Anthony W. Riley (Kingston) "Der Volksschriftsteller Joseph Wittig (1879-1949). Ausklang vom 19. oder Weckruf zum 20. Jahrhundert?" (147-161) schließlich unternimmt in seinem Essay eine Ehrenrettung des - z. B. von theologischer Seite meist heftig kritisierten (154-156) - katholischen Volksschriftstellers Joseph Wittig anhand der autobiographischen Schrift "Leben Jesu in Palästina, Schlesien und anderswo" (1923/1925) (152-154.156-160), einer "Vermischung von der Selbstbiographie des Autors mit ausgewählten Episoden aus dem Leben des Heilands" (153).

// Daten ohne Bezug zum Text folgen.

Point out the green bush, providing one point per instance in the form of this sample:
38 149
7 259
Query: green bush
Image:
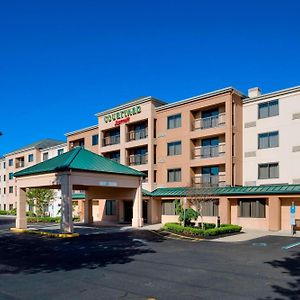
30 214
177 228
47 219
208 225
43 219
11 212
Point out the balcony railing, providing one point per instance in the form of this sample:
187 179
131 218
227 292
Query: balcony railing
20 164
209 122
137 134
138 159
207 180
111 140
209 151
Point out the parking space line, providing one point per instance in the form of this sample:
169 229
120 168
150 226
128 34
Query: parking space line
290 246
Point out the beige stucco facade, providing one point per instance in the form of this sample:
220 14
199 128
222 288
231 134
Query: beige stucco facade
19 160
208 139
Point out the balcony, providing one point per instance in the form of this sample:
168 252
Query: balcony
209 122
137 134
138 159
20 164
111 140
208 151
207 180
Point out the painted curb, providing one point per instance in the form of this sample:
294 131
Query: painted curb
50 234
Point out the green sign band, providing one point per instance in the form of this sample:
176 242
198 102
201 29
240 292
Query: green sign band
123 114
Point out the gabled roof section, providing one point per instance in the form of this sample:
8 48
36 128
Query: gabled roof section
199 97
228 191
81 130
137 101
79 159
295 89
42 144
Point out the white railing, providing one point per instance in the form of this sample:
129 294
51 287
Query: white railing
209 151
138 159
209 180
137 134
209 122
111 140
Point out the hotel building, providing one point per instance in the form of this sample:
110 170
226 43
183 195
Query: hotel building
243 146
20 159
193 142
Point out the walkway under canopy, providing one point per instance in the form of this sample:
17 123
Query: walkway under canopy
80 169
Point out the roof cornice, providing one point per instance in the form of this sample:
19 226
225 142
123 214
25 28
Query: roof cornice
82 130
200 97
279 93
131 103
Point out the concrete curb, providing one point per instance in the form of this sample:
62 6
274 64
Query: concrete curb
50 234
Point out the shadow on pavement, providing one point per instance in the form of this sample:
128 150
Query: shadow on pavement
289 266
30 254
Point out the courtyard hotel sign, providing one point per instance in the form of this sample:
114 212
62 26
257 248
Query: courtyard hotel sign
122 116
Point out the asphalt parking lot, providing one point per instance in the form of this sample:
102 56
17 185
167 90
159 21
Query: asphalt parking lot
143 265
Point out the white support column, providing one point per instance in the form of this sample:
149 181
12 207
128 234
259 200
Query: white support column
21 221
137 220
66 224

e) Gänzlich aus dem Rahmen des Aufsatzbandes scheint der erfrischend zu lesende Schlußessay von Werner Welzig (Wien) "Text ohne Kontext oder Germanistik als verhüllendes Geschäft. Referat in zwei Vorbemerkungen, zwei Bemerkungen und zwei Anmerkungen" (162-172) zu fallen, der u. a. anhand Wolfgang Schönes vielgerühmter Edition und Kommentierung von Goethes "Faust" aufzeigt, daß Kommentare oft wenig für die Interpretation eines Textes austragen, weil sie den konkreten Kontext des Textes ausblenden oder vernachlässigen und so ihres "Sitzes im Leben" berauben (166). "Das Vertrackte an solcher Art von Gelehrsamkeit ist, daß dem Leser ein Wissen geboten wird, das zwar für sich korrekt, für den kommentierten Roman aber unbrauchbar ist. Was der Germanist beiträgt, erhellt nicht, sondern verhüllt" (165). In gewisser Weise ist damit eine - zweifelsohne hohe - Meßlatte für alle Aufsätze auch des vorliegenden Bandes benannt. Theologischer Reflexion mag sie zugleich als Hinweis darauf dienen, daß auch und gerade dort, wo das trotz (oder vielleicht gerade aufgrund) zahlloser Veröffentlichungen meist unübersichtliche Geflecht von Religion und Literatur zur Debatte steht, in erster Linie Erhellendes vonnöten ist. Zufriedenstellend geklärt nämlich ist das komplexe Verhältnis von Religion und Literatur auch nach dem vorliegenden Band nicht.